Sin embargo, los nuevos desarrollos tecnológicos en el marco de la ecoeficiencia son condición necesaria, pero nunca suficiente, para evitar el colapso ecológico. La razón es que la eficiencia ha demostrado presentar siempre comportamientos contradictorios y problemáticos, que quedan resumidos en la llamada paradoja de Jevons: el aumento de la eficiencia en el uso de un recurso trae consigo un efecto rebote que lleva al incremento del consumo, en un abanico que se sitúa entre el 5 y el 50% de lo consumido antes del cambio. Sin contención y autolimitación, la ecoeficiencia será sólo una vuelta más del exprimidor sobre la gran fruta planetaria.
Por ello, es fundamental oponer la idea de suficiencia al discurso de la ecoeficiencia. Y es que mientras que la ecoeficiencia no asegura la frugalidad, y por tanto la reducción de los impactos ecológicos, a la inversa sí que sucede: una estrategia basada en la suficiencia, en la limitación del consumo, va a conllevar, por necesidad, el desarrollo de procesos más ecoeficientes.
El sistema tecnológico y social humano contiene numerosos errores de diseño que lo vuelven poco compatible con los ecosistemas que lo soportan. Uno de los más importantes es su arquitectura lineal frente a los procesos naturales, que son cíclicos. Mientras que la naturaleza tiende a cerrar ciclos, y los desechos de un proceso sirven como recurso a otro proceso, en la mayoría de las actividades industriales los recursos se extraen, se manipulan y se desechan sin ninguna preocupación por el retorno del residuo al ecosistema.
Otro error es el predominio absoluto de los grandes desplazamientos. Mientras que en la naturaleza el transporte vertical de materia, propio de las plantas, es el predominante, el horizontal de los animales es secundario, y el transporte horizontal de larga distancia es un comportamiento muy extraño. Los seres humanos hemos generado un sistema económico obsesionado con mover materiales de un lado a otro de modo febril por todo el planeta.
El último gran error es la creación de instituciones sociales en expansión permanente, como el sistema económico actualmente vigente, cuando en la naturaleza los ecosistemas son expansivos solo en su fase más joven e inmadura, estabilizándose después en un largo estancamiento de madurez.
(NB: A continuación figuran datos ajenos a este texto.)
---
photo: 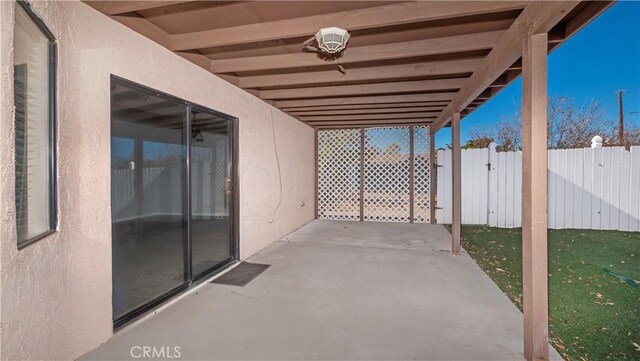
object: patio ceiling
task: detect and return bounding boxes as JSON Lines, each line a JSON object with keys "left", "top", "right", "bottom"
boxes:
{"left": 86, "top": 1, "right": 612, "bottom": 129}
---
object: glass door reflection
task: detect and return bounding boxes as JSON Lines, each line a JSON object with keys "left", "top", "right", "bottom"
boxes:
{"left": 111, "top": 83, "right": 188, "bottom": 321}
{"left": 190, "top": 110, "right": 233, "bottom": 278}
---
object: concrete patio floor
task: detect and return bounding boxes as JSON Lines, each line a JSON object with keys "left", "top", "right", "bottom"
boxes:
{"left": 82, "top": 220, "right": 561, "bottom": 360}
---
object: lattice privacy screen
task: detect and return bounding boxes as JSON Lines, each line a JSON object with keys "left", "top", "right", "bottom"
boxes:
{"left": 413, "top": 126, "right": 431, "bottom": 223}
{"left": 363, "top": 127, "right": 411, "bottom": 222}
{"left": 317, "top": 126, "right": 431, "bottom": 223}
{"left": 317, "top": 129, "right": 362, "bottom": 220}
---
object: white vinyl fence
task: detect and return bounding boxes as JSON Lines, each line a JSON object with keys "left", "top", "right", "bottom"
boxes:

El principio de biomímesis es un principio que busca imitar los patrones de la naturaleza como fuente de inspiración para lograr diseñar tecnologías e instituciones humanas sostenibles. Es, por ejemplo, la idea base que fundamenta la permacultura. Puesto que la biosfera terrestre es un sistema altamente complejo, con más de 4.500 millones de años de evolución, acumula mucha información muy valiosa sobre patrones de diseño y comportamiento que han demostrado, enormemente, su viabilidad.
Los grandes principios en los que nos debemos inspirar a la hora de rediseñar nuestra tecnología desde el principio de biomímesis son los siguientes: una economía de estado estacionario, volver a vivir del sol, cerrar los ciclos de materiales, no transportar demasiado lejos, evitar los elementos hostiles a la química de la vida y respetar la biodiversidad. A partir de estos principios se adivinan algunas tareas imprescindibles para alcanzar sociedades sostenibles como son la transición energética a las renovables, la relocalización radical de la producción y el consumo, el fin de la obsolescencia programada de las mercancías o la obligatoriedad de que todos los productos conlleven un diseño y ensamblaje sencillo, que facilite los procesos de reparación.